Oil & Gas 360 Publishers Note: Often I am presented with industry insights, and opinions, that may be helpful to our readers. This particular opinion written by David Ramsden-Wood has some interesting discussion points. So the question isn’t “should you sell” it’s “who should you sell to?”


Dear CDEV,

It’s Technical Tuesday and you had to know it was coming. In the past 8 weeks, I have taken a lot of beatings on your behalf on Twitter for my equity ownership in you because, rightly or wrongly, I made you the poster child for my SMOG investment thesis. It is also relevant to this discussion that I own more shares personally than any of your non executive directors, so you know I care. Like really, really care.

In the game of consolidation, there are predators and there are prey - oilandgas360

Let’s start with the basis of my investment thesis. Your YE2018 SMOG value significantly exceeds your share price, even including 3 years of G&A/interest adjustment and factoring in your 2019 overspend. You have 2.5 SMOG/debt coverage and no maturities until 2026. Your peers trade at >150% of this value. You trade at 71%. Add your announced water infrastructure monetization plans, and tada, I made my investment.

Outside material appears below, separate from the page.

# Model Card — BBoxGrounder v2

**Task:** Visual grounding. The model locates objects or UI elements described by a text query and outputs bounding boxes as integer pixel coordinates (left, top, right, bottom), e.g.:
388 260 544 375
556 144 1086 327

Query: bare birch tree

We all know that there are too many small and mid cap companies and consolidation needs to happen. NEEDS TO. And with 100% certainty, you must be part of this. The cost efficiencies and scale that can be driven by selling to a larger (adjacent) company will unlock far more shareholder value than you can stand alone. Especially with capital markets closed, there is no other path forward.

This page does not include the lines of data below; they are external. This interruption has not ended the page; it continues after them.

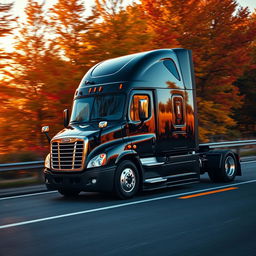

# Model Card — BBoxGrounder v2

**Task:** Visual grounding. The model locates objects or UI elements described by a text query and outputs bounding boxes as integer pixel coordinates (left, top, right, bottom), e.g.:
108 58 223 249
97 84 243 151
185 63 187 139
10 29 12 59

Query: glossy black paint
46 49 217 193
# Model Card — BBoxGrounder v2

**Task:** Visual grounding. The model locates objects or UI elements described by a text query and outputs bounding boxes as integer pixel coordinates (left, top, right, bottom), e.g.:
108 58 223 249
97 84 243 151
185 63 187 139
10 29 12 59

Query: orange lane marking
179 187 238 199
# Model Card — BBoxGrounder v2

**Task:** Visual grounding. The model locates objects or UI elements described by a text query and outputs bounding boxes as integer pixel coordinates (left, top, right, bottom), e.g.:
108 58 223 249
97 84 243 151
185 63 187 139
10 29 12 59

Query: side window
173 95 185 126
163 59 180 80
130 94 151 121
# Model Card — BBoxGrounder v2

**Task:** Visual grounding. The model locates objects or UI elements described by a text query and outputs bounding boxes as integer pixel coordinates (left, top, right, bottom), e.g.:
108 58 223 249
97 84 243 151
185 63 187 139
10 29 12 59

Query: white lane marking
0 191 58 201
0 180 256 229
240 160 256 164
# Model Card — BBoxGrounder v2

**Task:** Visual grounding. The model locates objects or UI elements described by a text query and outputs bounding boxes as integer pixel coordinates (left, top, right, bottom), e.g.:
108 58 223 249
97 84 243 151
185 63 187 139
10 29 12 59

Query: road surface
0 161 256 256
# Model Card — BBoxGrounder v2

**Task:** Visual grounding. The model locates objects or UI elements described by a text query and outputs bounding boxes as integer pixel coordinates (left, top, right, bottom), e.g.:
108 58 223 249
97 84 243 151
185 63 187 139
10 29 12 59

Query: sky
0 0 256 52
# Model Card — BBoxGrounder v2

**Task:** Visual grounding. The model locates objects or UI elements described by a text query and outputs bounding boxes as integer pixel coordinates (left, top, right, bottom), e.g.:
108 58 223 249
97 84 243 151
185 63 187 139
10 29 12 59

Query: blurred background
0 0 256 166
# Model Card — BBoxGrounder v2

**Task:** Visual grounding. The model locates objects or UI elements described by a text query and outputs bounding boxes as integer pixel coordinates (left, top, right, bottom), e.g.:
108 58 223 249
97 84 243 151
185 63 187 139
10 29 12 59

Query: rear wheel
208 151 237 182
114 160 139 199
58 189 80 197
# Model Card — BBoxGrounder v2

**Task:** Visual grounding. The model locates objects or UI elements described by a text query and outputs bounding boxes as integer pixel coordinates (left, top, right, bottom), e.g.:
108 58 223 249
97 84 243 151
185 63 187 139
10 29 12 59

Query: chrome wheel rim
120 168 136 193
225 156 236 177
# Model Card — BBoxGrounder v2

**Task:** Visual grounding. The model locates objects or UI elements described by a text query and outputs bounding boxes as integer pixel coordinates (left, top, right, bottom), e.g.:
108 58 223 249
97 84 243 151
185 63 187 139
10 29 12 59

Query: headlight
44 154 51 169
87 154 107 168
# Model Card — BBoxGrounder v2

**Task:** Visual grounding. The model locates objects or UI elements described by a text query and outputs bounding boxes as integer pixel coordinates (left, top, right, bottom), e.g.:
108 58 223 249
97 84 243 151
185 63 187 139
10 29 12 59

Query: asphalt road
0 161 256 256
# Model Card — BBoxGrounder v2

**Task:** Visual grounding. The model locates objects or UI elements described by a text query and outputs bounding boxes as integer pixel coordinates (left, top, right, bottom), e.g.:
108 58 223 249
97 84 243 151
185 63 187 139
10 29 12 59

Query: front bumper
44 166 116 192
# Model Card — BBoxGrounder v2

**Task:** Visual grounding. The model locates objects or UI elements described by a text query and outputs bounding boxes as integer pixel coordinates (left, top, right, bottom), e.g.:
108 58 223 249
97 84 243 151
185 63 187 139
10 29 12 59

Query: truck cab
44 49 240 199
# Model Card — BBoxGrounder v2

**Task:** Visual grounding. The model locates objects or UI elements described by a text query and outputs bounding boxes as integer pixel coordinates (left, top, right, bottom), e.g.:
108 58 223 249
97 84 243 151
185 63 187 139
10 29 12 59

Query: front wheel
114 160 139 199
58 189 80 197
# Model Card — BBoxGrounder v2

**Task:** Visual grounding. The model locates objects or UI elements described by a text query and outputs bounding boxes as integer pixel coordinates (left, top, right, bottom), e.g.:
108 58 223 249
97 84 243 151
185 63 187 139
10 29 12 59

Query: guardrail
0 140 256 172
0 161 44 172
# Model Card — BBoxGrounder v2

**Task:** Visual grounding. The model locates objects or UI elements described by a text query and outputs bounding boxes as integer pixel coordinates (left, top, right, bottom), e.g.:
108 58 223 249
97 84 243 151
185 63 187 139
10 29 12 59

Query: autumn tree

In the game of consolidation, there are predators and there are prey. As a shareholder looking at your relative valuation, you simply can’t be the predator. Too many quarters of outspending cash flow has led to your trading at a discount to SMOG NAV and so it would be dilutive to shareholders to use equity to buy private E&P companies. So the question isn’t “should you sell” it’s “who should you sell to?”

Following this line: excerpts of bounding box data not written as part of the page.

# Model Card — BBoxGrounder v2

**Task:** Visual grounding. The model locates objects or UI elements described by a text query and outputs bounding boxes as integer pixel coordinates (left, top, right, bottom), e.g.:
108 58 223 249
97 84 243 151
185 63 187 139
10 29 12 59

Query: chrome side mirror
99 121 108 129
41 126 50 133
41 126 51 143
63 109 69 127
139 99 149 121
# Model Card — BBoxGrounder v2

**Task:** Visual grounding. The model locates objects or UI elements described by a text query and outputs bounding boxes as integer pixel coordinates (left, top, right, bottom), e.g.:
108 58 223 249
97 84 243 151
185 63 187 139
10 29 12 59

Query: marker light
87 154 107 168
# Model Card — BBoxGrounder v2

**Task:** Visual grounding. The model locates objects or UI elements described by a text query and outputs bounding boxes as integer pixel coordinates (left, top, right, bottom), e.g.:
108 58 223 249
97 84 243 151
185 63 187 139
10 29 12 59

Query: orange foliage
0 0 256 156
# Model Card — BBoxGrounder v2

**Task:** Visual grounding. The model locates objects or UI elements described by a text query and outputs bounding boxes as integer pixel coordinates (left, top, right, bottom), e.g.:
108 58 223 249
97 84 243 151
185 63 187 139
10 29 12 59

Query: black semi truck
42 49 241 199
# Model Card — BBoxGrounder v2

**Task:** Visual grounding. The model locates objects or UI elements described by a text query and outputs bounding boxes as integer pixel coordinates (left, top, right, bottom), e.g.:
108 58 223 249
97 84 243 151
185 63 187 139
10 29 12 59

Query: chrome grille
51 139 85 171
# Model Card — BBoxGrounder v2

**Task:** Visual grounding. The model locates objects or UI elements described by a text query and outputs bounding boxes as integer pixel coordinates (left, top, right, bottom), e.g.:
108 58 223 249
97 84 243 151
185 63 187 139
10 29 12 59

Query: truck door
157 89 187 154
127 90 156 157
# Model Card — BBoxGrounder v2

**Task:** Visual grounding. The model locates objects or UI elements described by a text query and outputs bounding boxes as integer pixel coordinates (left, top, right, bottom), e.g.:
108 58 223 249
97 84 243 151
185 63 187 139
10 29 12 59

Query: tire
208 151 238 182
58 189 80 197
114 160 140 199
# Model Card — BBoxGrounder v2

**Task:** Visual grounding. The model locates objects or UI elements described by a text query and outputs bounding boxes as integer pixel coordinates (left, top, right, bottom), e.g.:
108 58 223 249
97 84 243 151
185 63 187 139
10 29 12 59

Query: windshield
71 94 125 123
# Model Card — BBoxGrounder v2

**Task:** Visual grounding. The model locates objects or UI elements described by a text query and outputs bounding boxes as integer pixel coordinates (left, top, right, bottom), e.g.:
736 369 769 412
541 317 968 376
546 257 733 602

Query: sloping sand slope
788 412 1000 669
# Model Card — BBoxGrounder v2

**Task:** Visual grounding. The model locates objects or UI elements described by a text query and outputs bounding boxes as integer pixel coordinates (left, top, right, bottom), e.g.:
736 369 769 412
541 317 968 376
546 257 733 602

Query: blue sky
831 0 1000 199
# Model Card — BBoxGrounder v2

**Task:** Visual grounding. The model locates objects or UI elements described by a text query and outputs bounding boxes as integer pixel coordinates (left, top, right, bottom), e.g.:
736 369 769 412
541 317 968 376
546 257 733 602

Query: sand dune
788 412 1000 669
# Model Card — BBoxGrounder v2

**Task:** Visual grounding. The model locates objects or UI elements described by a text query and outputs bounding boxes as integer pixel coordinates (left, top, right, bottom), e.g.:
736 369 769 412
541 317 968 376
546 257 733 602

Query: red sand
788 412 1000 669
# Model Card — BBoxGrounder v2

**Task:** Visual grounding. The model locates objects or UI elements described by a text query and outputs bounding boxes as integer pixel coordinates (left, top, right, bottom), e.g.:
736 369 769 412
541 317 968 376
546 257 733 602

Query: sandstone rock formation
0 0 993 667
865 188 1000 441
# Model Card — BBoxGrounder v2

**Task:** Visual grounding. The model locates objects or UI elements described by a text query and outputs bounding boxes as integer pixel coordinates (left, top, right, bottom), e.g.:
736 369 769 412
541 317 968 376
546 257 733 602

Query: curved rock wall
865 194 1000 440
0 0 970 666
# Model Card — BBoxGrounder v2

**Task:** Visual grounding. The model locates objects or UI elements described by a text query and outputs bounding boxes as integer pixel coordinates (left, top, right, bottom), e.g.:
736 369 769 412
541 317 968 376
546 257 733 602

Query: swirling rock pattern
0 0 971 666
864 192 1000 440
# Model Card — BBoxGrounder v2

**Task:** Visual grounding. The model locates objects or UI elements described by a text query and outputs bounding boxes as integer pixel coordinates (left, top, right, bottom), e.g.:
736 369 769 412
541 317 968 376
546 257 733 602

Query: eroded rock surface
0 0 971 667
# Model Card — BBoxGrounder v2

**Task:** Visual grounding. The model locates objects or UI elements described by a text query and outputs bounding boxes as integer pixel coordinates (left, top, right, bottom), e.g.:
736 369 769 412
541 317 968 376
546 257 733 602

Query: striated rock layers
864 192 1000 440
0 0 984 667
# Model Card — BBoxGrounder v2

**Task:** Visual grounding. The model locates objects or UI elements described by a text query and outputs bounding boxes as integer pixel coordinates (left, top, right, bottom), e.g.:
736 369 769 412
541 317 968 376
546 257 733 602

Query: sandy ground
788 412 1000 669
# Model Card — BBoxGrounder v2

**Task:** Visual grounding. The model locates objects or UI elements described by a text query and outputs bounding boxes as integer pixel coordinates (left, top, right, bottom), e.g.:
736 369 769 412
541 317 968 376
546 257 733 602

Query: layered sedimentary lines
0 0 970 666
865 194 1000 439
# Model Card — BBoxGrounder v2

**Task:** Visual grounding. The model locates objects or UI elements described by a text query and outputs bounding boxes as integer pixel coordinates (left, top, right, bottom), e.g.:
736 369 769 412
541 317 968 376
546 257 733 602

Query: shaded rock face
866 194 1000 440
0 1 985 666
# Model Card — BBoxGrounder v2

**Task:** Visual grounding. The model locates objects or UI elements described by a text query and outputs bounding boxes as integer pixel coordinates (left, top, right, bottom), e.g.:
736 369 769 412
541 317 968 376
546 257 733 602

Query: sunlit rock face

Good news! Unlike many (many) of your small cap peers, your relative value, along with $80 million of annual savings in “synergies” make you an attractive mate and all-equity mergers are a relative value play.

The two companies that best fit the bill are Noble and Apache, both of whom have portfolio “opportunities” in the U.S. that need to be addressed (Colorado regulatory risk + Alpine High/ no longer operating in Suriname).

With thanks to ShaleProfile Analytics, let’s have a look at the Delaware footprint overlay and SMOG relative value play. On an annualized debt to cash flow basis, your balance sheet is better than both of theirs so you are accretive on a NAV, debt, cash flow, portfolio optimization, G&A basis.

The reason the market loved the WPX-Felix deal was because WPX used it’s equity to grow the footprint, streamline G&A per bbl and get bigger in the only basin that really matters. Their stock traded up 25% over a week because it made sense and investors loved it… and I’m not even asking for a board seat.